A common theme in the responses was loss. A loss of physical function or independence, and a feeling of failure by comparison to others. This comparison was rarely directed towards me (or other “youthful” people in the room). Almost always the comparison was with a younger version of themselves. Mourning the loss of a physical ability manifest as an aversion to any exercise deemed easy by their prior selves. Which often led to avoidance of challenging exercises and over time, an increased risk for falls.
In the physical therapy world, balance training is “neuromuscular re-education.” Training the connections between the brain and the muscles to perform a physical task.

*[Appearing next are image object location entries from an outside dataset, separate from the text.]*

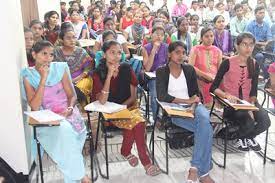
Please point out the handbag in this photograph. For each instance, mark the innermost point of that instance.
(85, 85)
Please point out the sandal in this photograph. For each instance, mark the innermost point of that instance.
(206, 179)
(192, 171)
(132, 159)
(152, 170)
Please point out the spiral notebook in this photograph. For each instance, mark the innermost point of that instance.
(108, 107)
(44, 116)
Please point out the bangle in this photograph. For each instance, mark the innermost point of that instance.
(104, 92)
(70, 108)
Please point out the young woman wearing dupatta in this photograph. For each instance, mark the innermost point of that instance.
(47, 85)
(79, 61)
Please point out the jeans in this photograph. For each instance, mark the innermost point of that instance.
(248, 127)
(260, 59)
(153, 97)
(203, 137)
(136, 135)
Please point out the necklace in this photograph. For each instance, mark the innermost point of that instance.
(208, 60)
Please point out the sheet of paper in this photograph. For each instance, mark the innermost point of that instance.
(174, 106)
(240, 103)
(108, 107)
(44, 116)
(137, 57)
(151, 74)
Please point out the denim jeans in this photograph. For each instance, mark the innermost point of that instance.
(203, 137)
(153, 97)
(260, 59)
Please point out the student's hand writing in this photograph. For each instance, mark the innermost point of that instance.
(194, 99)
(67, 113)
(232, 99)
(111, 70)
(44, 71)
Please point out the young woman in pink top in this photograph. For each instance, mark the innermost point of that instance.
(206, 59)
(239, 75)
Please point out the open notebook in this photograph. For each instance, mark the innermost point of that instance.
(181, 110)
(44, 116)
(108, 107)
(241, 104)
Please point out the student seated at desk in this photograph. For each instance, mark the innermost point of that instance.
(206, 59)
(154, 55)
(240, 79)
(116, 82)
(109, 24)
(176, 83)
(271, 71)
(48, 85)
(79, 62)
(107, 36)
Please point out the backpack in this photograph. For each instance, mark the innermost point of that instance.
(9, 175)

The cerebellum plays a significant role in the control of movement and balance. It requires error signals for learning to occur. An error signal happens when a movement does not go as planned, or when we fail at a task. It takes repetition, of both successful and failed attempts, to perfect a skilled movement. As children, we don’t learn to stand up and maintain balance on our first try. We didn’t give up learning to stand if we fell down. We also didn’t have a prior set of abilities from an earlier self to use as a comparison. Throughout our lifespan, we must learn to interact with gravity, our environments, and our ever-changing bodies. Growth requires the continual development of new skills— balance is one of the most important.
Often in physical therapy, we will compare someone’s current status to a prior level of function. Does a focus on restoration of past abilities reinforce the ageist idea that aging equates to a loss?

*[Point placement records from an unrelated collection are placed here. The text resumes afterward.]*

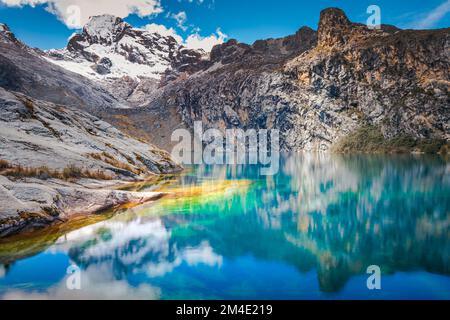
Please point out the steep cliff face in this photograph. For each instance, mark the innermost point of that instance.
(394, 80)
(319, 87)
(26, 70)
(116, 55)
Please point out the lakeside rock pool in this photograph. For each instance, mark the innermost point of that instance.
(309, 232)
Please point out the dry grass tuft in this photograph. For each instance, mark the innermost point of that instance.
(109, 159)
(68, 173)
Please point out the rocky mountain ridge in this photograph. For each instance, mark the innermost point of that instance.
(318, 88)
(113, 53)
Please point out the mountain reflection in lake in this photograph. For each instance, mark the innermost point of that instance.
(310, 232)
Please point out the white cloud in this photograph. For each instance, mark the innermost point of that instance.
(433, 17)
(75, 13)
(196, 41)
(193, 41)
(164, 31)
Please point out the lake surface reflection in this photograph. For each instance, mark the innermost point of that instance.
(310, 232)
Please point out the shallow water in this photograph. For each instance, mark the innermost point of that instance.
(310, 232)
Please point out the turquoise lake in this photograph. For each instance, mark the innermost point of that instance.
(309, 232)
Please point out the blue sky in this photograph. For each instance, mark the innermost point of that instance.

What if the physical changes of aging were viewed the same across the lifespan? As an opportunity for growth versus a need to restore something lost? To focus on learning new skills in a body that is continuously changing rather than comparing and mourning the loss of a past version of ourselves? As our bodies age, we must learn to adapt, and that is not something that should elicit shame. Aging in itself is not a disease or disability that we must recover from!
I now incorporate activities that focus on learning new skills or movement strategies into my treatment sessions. I no longer solely work to obtain skills that have been “lost.” For example, instead of instruction to stand on one leg for 5 seconds, I incorporate standing on one leg into a yoga posture, a tai chi sequence, or stepping over a hurdle. Or rather than running, performing a running type movement on a trampoline while holding on for support. People who were the quickest to give up or doubt themselves became more patient with their progress in these new situations. We are often much more forgiving of our mistakes when trying something new for the first time. Failure is an integral step in gaining a new skill. A greater understanding of this fosters interest in working towards continual growth and improvement rather than avoiding the activities that challenge us.

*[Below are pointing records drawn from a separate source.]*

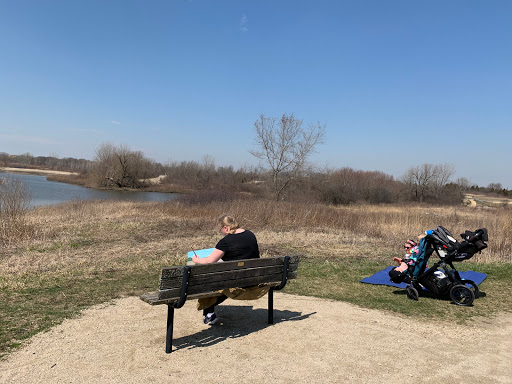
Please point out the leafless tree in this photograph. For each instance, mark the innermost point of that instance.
(121, 167)
(14, 204)
(284, 144)
(427, 180)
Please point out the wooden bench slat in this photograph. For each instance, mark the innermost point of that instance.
(225, 284)
(198, 279)
(227, 265)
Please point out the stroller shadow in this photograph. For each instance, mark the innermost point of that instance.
(236, 321)
(430, 295)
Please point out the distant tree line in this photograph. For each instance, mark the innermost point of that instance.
(283, 145)
(26, 160)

Rather than continually comparing our physical capabilities to past versions of ourselves, let’s work to shift our focus to celebrate the way our bodies are able to adapt during all stages of aging. Let’s also remember that exercise should be used to enhance participation in life, not just athletic performance or personal aesthetics.
“Don’t get older”?
That is not an option. We are all getting older. Let’s acknowledge that and do a better job of getting older together.